23) Gaudi's Sagrada Familia



When I reflect on why I travel, it's because of history - past history and the history I'm making while I travel.

       From the model



     Nature, Gaudi thought, was Gods bible, not the book written by men.


Despite the sight and noise of construction work, I did have a spiritual moment when I looked up and saw a white haze over a very high white window. The Sagrada Familia can elicit the shock of recognition. 



Gaudi was an architect not a sculptor and he had to give instructions and have models made for the artists to work from.



Gaudi was inclusive of the saints from other faiths. He had a universal approach to this cathedral. He was a mystic rather than a religious person.

St George in bronze


This is a 'stone bible' with every detail having spiritual significance.



  Solve the numeric puzzle (33 Jesus' age)

Jesus' nakedness caused a stir.

The final words on the cathedral will be Jesus Christ King of the Jews.



From the Unesco World Heritage Centre website:

"The works of Antoni Gaudí represent a series of outstanding examples of the building typology in the architecture of the early 20th century, residential as well as public, to the development of which he made a significant and creative contribution. It is, furthermore, an outstanding and well-preserved example of the ideal garden cities dreamed of by the urbanists of the end of the 19th century. It exhibits an important interchange of values closely associated with the cultural and artistic currents of his time, as represented in El Modernisme of Catalonia. It anticipated and influenced many of the forms and techniques that were relevant to the development of modern construction in the 20th century.

Gaudí was born in 1852 in Reus, a small town south of Barcelona, and he died in a street accident in 1926. The intellectual context towards the end of the 19th century in Catalonia was marked by Modernisme, a movement that extended from around 1880 to the First World War, parallel to currents such as Naturalism, Arts and Crafts, and Art Nouveau. It was motivated by return to traditions as an expression of national identity, as well as by the introduction of modern techniques and materials. Modernisme differed from the other movements by becoming important for popular cultural identity.
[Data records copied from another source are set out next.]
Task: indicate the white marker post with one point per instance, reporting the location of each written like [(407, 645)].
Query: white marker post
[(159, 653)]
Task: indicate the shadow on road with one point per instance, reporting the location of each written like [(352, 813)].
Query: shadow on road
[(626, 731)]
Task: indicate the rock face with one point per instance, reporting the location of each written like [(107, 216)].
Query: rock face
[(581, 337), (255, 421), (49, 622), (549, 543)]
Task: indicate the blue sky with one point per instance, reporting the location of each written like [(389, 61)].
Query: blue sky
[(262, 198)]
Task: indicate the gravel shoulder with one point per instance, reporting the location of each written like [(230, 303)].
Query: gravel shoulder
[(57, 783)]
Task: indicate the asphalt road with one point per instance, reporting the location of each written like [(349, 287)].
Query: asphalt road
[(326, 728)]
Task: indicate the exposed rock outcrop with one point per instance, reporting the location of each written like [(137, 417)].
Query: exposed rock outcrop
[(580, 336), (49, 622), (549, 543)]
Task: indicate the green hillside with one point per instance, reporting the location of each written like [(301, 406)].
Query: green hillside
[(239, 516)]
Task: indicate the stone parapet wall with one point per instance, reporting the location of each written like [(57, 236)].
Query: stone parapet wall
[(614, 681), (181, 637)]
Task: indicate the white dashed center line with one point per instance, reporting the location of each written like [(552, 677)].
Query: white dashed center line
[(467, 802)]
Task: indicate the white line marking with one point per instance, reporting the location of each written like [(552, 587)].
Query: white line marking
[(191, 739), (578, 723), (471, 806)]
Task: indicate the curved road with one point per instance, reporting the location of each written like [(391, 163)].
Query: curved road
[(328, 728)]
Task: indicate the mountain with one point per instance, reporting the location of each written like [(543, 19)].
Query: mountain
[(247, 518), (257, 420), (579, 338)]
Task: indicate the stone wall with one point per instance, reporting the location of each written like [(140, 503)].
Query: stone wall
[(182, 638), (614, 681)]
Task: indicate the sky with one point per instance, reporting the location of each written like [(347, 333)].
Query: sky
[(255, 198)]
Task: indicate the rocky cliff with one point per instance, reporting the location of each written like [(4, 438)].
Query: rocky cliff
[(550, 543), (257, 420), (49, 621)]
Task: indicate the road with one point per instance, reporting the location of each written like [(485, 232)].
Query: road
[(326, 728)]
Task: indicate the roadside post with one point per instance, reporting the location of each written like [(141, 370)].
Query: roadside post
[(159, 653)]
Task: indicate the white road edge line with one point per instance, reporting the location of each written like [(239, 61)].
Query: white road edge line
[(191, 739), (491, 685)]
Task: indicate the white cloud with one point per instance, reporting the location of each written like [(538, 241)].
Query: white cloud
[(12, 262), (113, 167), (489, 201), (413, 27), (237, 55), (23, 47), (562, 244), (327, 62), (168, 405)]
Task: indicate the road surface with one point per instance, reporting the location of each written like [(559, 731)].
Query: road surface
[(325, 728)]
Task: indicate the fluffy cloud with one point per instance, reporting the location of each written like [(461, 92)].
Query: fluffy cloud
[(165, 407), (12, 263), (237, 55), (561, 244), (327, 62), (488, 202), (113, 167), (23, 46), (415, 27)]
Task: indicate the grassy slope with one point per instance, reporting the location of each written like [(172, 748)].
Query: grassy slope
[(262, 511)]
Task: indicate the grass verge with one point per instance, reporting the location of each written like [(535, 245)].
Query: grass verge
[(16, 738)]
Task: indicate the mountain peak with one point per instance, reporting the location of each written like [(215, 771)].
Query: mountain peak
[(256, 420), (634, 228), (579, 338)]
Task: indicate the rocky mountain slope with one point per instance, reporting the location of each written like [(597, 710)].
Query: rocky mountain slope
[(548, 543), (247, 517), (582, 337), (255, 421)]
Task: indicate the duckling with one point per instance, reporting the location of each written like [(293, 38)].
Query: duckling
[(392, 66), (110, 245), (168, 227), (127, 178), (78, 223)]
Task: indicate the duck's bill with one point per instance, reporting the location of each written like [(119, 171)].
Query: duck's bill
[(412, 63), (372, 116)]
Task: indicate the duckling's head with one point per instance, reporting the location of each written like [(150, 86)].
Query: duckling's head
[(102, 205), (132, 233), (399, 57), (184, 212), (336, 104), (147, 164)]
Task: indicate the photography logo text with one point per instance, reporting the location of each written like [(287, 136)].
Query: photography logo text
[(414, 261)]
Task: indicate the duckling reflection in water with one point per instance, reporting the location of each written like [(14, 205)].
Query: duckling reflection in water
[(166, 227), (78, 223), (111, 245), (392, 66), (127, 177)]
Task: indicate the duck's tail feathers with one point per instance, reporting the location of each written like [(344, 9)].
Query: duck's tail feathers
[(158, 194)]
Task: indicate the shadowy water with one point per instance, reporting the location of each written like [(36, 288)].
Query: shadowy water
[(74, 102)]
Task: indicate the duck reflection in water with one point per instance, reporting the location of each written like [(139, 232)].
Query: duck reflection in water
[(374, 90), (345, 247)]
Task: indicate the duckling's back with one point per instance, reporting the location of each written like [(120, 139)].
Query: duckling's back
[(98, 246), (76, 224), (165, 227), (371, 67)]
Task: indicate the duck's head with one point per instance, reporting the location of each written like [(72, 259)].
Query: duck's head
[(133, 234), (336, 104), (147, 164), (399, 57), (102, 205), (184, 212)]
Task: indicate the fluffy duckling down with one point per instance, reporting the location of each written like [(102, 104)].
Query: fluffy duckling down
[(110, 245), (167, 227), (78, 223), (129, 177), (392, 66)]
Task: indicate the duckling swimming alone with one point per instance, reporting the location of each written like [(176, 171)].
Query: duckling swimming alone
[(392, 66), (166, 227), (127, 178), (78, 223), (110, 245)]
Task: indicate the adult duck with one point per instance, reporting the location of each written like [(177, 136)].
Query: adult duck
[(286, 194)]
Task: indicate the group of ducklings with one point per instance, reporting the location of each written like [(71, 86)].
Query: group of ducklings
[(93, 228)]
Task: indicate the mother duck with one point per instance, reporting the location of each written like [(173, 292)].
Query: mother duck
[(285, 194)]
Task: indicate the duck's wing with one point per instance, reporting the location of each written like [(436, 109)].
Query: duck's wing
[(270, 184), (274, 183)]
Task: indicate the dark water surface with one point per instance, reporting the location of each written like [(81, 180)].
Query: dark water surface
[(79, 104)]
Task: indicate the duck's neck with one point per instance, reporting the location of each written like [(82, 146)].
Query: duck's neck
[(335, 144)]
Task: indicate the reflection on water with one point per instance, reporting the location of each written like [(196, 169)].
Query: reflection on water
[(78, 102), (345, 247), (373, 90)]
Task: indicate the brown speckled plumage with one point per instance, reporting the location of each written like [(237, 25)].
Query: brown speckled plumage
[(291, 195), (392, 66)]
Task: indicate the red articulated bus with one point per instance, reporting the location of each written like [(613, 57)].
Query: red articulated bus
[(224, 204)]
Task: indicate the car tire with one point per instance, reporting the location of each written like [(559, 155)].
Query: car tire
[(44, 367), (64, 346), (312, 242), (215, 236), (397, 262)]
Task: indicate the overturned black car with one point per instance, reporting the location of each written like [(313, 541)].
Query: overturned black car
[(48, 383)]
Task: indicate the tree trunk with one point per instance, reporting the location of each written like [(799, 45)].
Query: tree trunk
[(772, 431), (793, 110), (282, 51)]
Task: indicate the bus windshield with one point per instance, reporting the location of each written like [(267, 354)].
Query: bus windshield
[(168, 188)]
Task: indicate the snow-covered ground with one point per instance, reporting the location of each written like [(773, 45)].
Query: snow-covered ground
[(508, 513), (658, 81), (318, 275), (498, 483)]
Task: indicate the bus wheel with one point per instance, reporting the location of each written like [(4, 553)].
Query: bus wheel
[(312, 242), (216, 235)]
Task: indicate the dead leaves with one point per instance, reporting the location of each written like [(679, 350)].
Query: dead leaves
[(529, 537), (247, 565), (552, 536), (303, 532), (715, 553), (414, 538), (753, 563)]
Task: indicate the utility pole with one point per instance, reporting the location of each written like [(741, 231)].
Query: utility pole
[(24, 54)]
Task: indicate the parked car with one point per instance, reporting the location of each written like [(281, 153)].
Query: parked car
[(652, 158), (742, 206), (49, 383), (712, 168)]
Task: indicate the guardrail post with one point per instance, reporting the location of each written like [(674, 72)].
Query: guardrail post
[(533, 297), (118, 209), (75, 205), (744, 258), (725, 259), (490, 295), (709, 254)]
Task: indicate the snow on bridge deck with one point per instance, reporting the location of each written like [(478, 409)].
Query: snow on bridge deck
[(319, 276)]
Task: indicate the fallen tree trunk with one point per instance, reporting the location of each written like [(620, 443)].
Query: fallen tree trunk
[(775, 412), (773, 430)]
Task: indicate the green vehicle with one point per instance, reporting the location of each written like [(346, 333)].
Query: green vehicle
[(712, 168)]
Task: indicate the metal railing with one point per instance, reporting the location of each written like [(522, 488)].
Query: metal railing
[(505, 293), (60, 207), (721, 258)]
Gaudí's work represents the genius of the architect, expressing particular spatial qualities and plasticity in the undulating lines and harmonies of colours and materials in architectural surfaces and sculpted features.

His main undertaking is the church of Sagrada Familia, based on the Latin cross. The work had been started by architect Francesc de P. del Villar in 1882 in Gothic revival style. In 1883 Gaudì made fundamental changes to the first project and continued the work until his death. The crypt was built in 1884-89 and the Nativity facade finished in 1905. The four fantastic bell towers were finished in 1925-30. The transept elevation of the Passion was started in 1960, and construction of the church still continues."